Da allenatore ottenne discreti risultati con l'Ajax, ma quelli più importanti sono stati quelli sulla panchina del Barcellona, letteralmente trasformato dalla sua idea di calcio, solo uomini longilinei, veloci, di statura medio-bassa con tre punte che costringevano l'avversario a giocare con almeno 5 difensori. Il suo Barcellona aveva Laudrup, Romario e Stoichcov davanti, con Pep Guardiola in regia e Koeman baluardo offensivo, squadra che vinse la prima coppa dei campioni del club nel 1992 contro la Sampdoria di Vialli e Mancini. Un litigio tra Johan e il suo presidente ci impedì di assistere ad una squadra stellare perchè erano in procinto di arrivare chiesti proprio dal genio Olandese, sia Zidane che Giggs, per esprimere quel calcio che solo lui vedeva, vicino se vogliamo al famoso Brasile dei 5 numeri 10 della famosa edizione dei Mondiali del 1970.
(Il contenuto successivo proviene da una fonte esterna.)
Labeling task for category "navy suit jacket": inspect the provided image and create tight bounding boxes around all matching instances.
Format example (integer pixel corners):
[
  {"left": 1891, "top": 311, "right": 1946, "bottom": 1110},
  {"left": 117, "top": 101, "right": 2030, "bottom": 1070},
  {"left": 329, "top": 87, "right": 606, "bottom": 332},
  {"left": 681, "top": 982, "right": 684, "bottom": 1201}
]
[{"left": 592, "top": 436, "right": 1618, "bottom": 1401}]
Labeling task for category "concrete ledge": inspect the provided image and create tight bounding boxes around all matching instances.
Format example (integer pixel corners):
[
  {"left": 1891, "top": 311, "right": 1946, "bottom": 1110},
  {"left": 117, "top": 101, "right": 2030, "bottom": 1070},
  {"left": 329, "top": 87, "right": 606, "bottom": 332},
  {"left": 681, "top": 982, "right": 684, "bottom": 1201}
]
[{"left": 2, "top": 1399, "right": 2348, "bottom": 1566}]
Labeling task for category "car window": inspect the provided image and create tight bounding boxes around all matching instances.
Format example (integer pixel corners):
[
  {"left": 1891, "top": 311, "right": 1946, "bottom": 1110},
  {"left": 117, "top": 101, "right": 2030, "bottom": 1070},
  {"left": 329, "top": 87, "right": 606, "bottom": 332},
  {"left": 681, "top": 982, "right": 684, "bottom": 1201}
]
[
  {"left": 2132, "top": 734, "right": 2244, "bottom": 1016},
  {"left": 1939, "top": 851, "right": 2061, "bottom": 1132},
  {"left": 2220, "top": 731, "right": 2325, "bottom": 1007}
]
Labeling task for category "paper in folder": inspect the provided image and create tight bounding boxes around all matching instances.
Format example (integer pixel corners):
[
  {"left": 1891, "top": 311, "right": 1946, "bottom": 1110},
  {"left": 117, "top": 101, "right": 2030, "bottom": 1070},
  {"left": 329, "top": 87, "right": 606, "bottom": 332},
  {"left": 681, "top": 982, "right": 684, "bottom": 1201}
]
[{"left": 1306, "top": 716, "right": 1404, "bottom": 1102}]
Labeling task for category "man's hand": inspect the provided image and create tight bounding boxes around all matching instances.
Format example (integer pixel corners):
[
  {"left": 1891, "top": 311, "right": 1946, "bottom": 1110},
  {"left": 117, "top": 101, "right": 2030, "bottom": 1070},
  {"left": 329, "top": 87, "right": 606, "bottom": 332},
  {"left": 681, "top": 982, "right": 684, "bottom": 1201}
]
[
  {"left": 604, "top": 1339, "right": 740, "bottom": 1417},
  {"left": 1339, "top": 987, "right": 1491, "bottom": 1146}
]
Pep Guardiola, quello che si è preso la scena in questi anni, non è altro che un allievo di Crujiff, da lui ha capito come diventare un campione e come mettere in campo una squadra vincente, perchè nel calcio come spesso ripeteva, vince chi occupa più spazio, chi gioca in maniera semplice ed è proprio la semplicità la difficoltà maggiore nel praticare questo sport.
Ci mancherà molto, personaggi come lui hanno fatto la storia del calcio e ogni volta che scorrono le immagini di repertorio delle sue giocate è come leggere una poesia, ci si emoziona, si torna a respirare il lato più bello di uno sport sempre meno legato ai sentimenti e sempre più al business e da oggi non posso negare che qualche lacrima scende spontanea, grazie di tutto johan non ti scorderemo mai, quelli come te sono immortali nella memoria collettiva.